Initiation responsibility: Head of IT, IT Security Officer

Implementation responsibility: Administrator

In order to protect personal data and other confidential data of a database system, each user must basically only be granted access to the data the user needs to perform his/her tasks. All other information stored additionally in the database should be hidden from the user's view.

For this purpose, it must be possible to define access authorisations to tables and even to individual fields of the tables. This can be accomplished using views and grants (see S 2.129 Controlling access to database information). Their use makes it possible to allow a user to only see and process the data intended for him/her. If the user then issues database queries requiring access to any other information, these queries will be rejected by the DBMS.

On the other hand, different protection requirements apply to statistical databases containing data on groups of people, the general population, or similar such data. In a statistical database, individual entries of personal data are subject to the data protection laws, but statistical information is accessible to all users.

In this case, it is desired to prevent knowledge of the data of a group from being used to gain knowledge of the data of an individual member of this group. Furthermore, the possibility of violating the anonymity of this data using correspondingly formulated database queries that utilise knowledge of the information stored in the database and/or of the storage structures of the data in the database (for example when the results returned by a database query only contain one record). This problem is referred to as the inference problem, and the protection against such techniques is referred to as inference prevention.

Even if the data in a statistical database has been anonymised, it is still possible to determine a relationship between a person and certain records using inference techniques. The rejection of certain requests (e.g. of requests with only one or a few result tuples) alone is generally inadequate protection, since the response from the DBMS to a rejected request may also contain information.

The anonymity of the data can also be lost by generating a variety of different statistics. The goal of such an indirect attack is to enable the attacker to deduce the personal data of a single individual from a series of statistics.
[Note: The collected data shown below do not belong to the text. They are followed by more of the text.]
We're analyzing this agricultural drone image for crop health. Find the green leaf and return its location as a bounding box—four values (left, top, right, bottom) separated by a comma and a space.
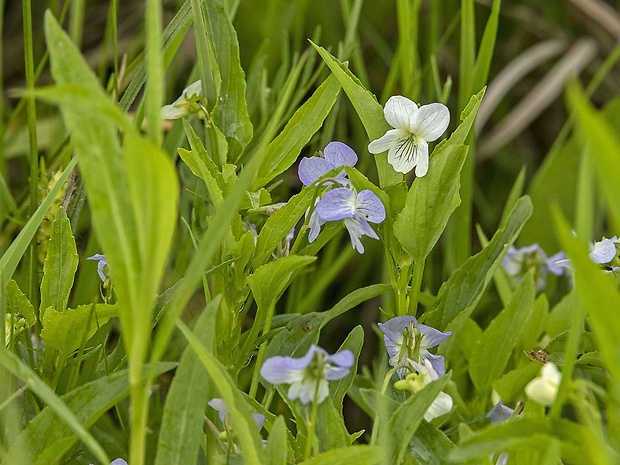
253, 187, 316, 267
264, 416, 289, 465
554, 210, 620, 385
408, 421, 457, 465
394, 144, 468, 263
378, 372, 452, 464
330, 326, 364, 411
248, 256, 316, 311
449, 417, 608, 464
297, 445, 384, 465
264, 284, 391, 361
176, 320, 265, 464
252, 75, 341, 190
518, 293, 549, 353
40, 304, 118, 356
6, 280, 35, 326
469, 272, 536, 393
424, 196, 532, 356
0, 362, 175, 465
155, 297, 220, 465
492, 363, 541, 406
45, 12, 179, 346
0, 157, 77, 282
310, 41, 401, 188
180, 119, 224, 205
40, 207, 78, 314
204, 0, 253, 159
471, 0, 501, 94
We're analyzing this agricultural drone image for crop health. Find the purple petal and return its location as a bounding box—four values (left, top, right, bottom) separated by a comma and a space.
546, 251, 568, 276
208, 398, 228, 423
378, 316, 416, 360
307, 209, 325, 243
378, 316, 416, 342
486, 400, 515, 425
323, 141, 358, 168
252, 413, 266, 430
327, 349, 354, 368
325, 365, 351, 381
422, 353, 446, 377
260, 345, 320, 384
315, 188, 356, 221
417, 324, 451, 348
356, 190, 386, 224
111, 460, 128, 465
298, 157, 334, 186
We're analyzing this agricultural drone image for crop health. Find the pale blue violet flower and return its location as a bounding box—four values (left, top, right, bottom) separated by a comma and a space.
299, 142, 358, 242
378, 315, 450, 378
86, 254, 109, 282
208, 398, 266, 431
91, 459, 126, 465
368, 96, 450, 176
260, 345, 354, 404
315, 187, 386, 253
298, 141, 358, 186
502, 244, 566, 290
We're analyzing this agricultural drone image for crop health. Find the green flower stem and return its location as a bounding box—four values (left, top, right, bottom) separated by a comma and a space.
370, 367, 400, 445
304, 382, 321, 460
408, 258, 425, 317
23, 0, 39, 311
395, 263, 411, 317
248, 302, 276, 398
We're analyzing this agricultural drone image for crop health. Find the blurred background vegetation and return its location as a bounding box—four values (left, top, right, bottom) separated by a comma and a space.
2, 0, 620, 437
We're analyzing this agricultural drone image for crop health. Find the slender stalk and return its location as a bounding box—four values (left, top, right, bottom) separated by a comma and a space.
249, 302, 276, 398
304, 382, 321, 460
23, 0, 39, 310
408, 259, 425, 317
369, 367, 400, 445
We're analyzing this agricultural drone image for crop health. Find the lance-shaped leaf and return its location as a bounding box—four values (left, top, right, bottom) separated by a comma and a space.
203, 0, 253, 160
40, 207, 78, 314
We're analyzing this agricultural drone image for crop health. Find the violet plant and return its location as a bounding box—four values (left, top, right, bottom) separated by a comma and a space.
2, 1, 620, 465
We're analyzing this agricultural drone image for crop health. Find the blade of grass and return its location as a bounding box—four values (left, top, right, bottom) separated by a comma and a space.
145, 0, 163, 147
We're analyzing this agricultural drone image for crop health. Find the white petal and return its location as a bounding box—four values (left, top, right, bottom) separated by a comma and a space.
183, 80, 202, 99
525, 377, 557, 406
410, 103, 450, 141
414, 140, 429, 177
387, 137, 418, 174
541, 362, 562, 384
368, 129, 405, 154
161, 104, 187, 120
384, 95, 418, 130
424, 392, 453, 421
590, 238, 616, 264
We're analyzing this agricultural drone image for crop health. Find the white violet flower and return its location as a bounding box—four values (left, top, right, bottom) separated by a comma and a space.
368, 95, 450, 177
161, 80, 203, 119
525, 362, 561, 406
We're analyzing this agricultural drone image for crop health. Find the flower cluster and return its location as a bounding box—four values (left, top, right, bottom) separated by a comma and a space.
298, 142, 386, 253
502, 244, 566, 290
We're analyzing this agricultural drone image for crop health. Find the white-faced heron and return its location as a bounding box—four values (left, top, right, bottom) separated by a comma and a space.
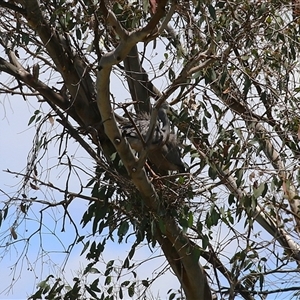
120, 104, 186, 174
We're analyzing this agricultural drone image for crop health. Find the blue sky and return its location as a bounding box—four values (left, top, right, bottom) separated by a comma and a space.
0, 70, 184, 299
0, 44, 297, 299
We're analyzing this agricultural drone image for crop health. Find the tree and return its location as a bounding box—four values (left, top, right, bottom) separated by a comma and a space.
1, 0, 300, 299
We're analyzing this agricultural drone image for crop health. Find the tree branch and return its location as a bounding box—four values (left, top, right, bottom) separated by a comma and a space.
0, 56, 72, 113
0, 0, 26, 14
191, 134, 300, 261
96, 2, 213, 298
24, 0, 99, 125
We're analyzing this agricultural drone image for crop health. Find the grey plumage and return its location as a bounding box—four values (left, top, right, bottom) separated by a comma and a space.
120, 110, 185, 174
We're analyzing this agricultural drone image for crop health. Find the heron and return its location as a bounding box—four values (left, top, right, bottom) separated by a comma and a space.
119, 104, 186, 174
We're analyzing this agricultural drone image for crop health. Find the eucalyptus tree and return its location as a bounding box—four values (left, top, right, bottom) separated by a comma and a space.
1, 0, 300, 299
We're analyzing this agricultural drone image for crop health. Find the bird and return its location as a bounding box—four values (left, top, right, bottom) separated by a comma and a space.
119, 105, 186, 174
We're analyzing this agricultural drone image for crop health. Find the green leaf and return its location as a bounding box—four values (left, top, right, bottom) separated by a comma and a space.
208, 5, 216, 20
141, 280, 149, 287
118, 221, 129, 242
80, 240, 90, 256
128, 283, 135, 297
228, 194, 235, 206
89, 267, 100, 274
197, 220, 203, 233
179, 218, 188, 233
202, 234, 209, 250
106, 260, 114, 268
90, 278, 101, 292
159, 60, 164, 70
107, 286, 113, 294
202, 116, 208, 130
191, 246, 201, 263
205, 68, 217, 84
243, 76, 252, 95
28, 115, 36, 126
208, 166, 217, 180
104, 276, 111, 285
294, 87, 300, 93
104, 268, 113, 276
235, 169, 244, 187
28, 110, 41, 125
192, 71, 202, 79
168, 68, 175, 81
83, 262, 97, 276
119, 288, 123, 299
85, 285, 98, 298
76, 235, 85, 243
204, 109, 212, 118
121, 280, 130, 287
22, 33, 30, 45
209, 207, 220, 226
123, 257, 129, 269
110, 152, 117, 161
76, 28, 82, 40
169, 293, 176, 300
188, 211, 193, 228
253, 183, 267, 199
259, 273, 264, 290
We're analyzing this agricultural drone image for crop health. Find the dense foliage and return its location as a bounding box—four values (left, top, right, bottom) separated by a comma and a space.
1, 0, 300, 299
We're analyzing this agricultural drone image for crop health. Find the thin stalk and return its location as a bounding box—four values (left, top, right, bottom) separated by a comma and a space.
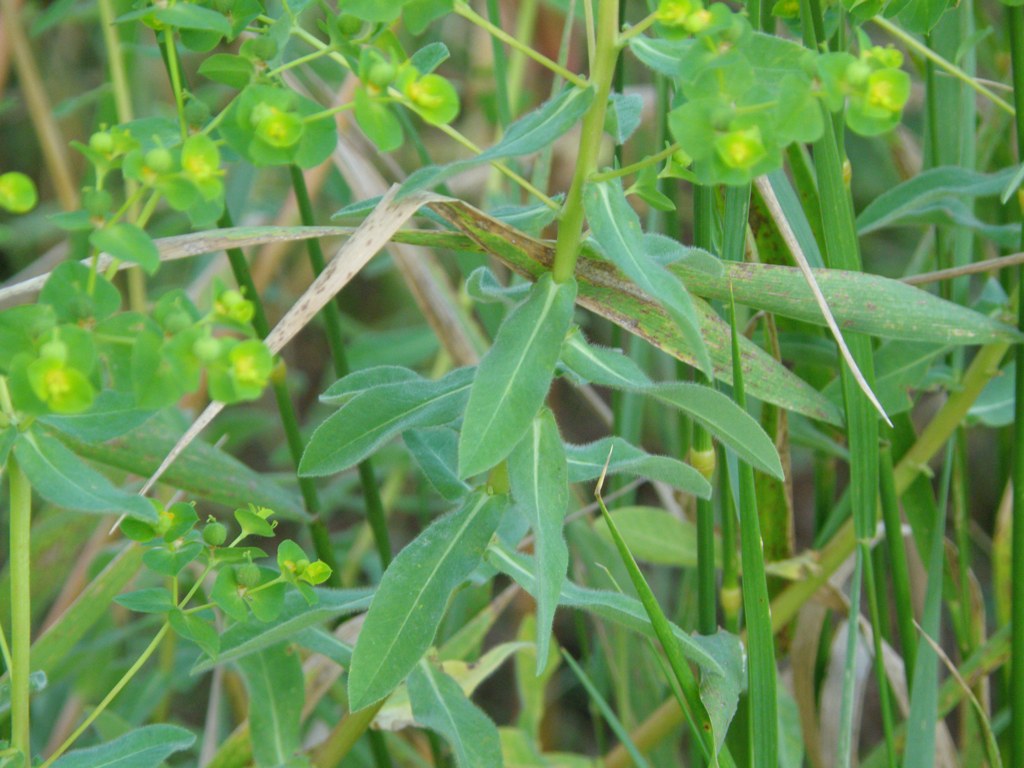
590, 142, 681, 183
872, 16, 1015, 116
718, 446, 741, 635
9, 455, 31, 761
41, 625, 170, 767
161, 29, 188, 138
693, 184, 717, 637
552, 0, 620, 283
217, 210, 341, 585
1008, 7, 1024, 767
453, 0, 589, 89
289, 167, 392, 568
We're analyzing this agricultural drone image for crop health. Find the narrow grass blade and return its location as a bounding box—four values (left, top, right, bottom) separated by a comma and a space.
593, 467, 726, 764
237, 645, 304, 768
408, 660, 503, 768
458, 273, 576, 479
508, 408, 569, 673
562, 649, 652, 768
348, 493, 507, 710
728, 294, 778, 768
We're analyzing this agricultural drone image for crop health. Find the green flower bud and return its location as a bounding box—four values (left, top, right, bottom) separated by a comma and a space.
335, 13, 363, 37
184, 98, 212, 128
215, 289, 255, 324
367, 60, 397, 89
192, 334, 223, 363
236, 561, 262, 588
145, 147, 174, 174
0, 172, 38, 214
845, 60, 871, 87
242, 36, 278, 62
162, 309, 193, 335
656, 0, 699, 26
202, 521, 228, 546
88, 131, 115, 155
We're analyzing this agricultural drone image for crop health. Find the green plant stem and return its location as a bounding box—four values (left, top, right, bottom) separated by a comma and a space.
1009, 7, 1024, 767
8, 455, 31, 761
453, 0, 589, 89
590, 142, 681, 184
309, 701, 386, 765
551, 0, 620, 283
878, 441, 917, 685
162, 29, 188, 138
40, 625, 170, 767
485, 0, 512, 128
872, 16, 1014, 116
289, 165, 391, 568
217, 211, 341, 585
728, 296, 777, 768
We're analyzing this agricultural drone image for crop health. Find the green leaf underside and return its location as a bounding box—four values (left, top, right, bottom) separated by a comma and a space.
857, 166, 1019, 234
404, 427, 471, 500
649, 383, 783, 478
584, 179, 712, 377
398, 86, 596, 197
509, 409, 569, 673
13, 429, 156, 521
559, 330, 654, 389
193, 589, 373, 673
237, 645, 305, 768
50, 724, 195, 768
301, 366, 474, 477
54, 414, 305, 519
348, 493, 507, 710
408, 661, 504, 768
565, 436, 711, 497
458, 274, 577, 478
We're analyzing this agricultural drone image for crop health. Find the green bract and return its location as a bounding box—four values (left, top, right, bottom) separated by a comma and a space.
220, 84, 337, 168
403, 73, 460, 125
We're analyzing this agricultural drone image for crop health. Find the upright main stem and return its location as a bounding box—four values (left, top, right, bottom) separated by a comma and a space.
9, 455, 32, 760
551, 0, 620, 284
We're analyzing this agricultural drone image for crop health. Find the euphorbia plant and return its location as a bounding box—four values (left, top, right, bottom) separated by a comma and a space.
1, 0, 1022, 765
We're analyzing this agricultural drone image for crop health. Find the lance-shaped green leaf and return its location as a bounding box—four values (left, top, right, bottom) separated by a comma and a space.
237, 645, 305, 768
13, 429, 156, 521
559, 329, 653, 389
55, 414, 305, 519
348, 493, 507, 710
509, 409, 568, 674
398, 86, 595, 196
643, 382, 784, 479
193, 589, 373, 673
857, 165, 1019, 235
301, 366, 474, 477
565, 437, 711, 498
671, 259, 1021, 345
50, 724, 195, 768
408, 660, 503, 768
585, 179, 712, 377
319, 365, 422, 405
404, 427, 471, 501
458, 274, 576, 479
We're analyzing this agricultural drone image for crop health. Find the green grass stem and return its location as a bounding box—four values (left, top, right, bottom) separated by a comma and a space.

One safeguard in this case is to prohibit the release of so-called sensitive statistics, which is referred to as "inference prevention through suppression". Another possibility is to distort such statistics through controlled rounding (a given statistic must always be rounded in the same manner) or to restrict the statistics to a statistically relevant subset of the data with the requirement that the same subset of data is always used for a given request. This prevention technique is referred to as "inference prevention through generalisation".

If additional requirements are placed on the confidentiality of the data, it is necessary to encrypt the data (refer to S 4.72 Database encryption).

Review questions:

Have the confidentiality and data protection requirements regarding the data in the database system been defined and documented?
Have the access authorisations of the users (e.g. using views and grants) been restricted in such a way that each user may only access the data he/she requires to perform his/her tasks?
Are inference prevention techniques used for statistic databases?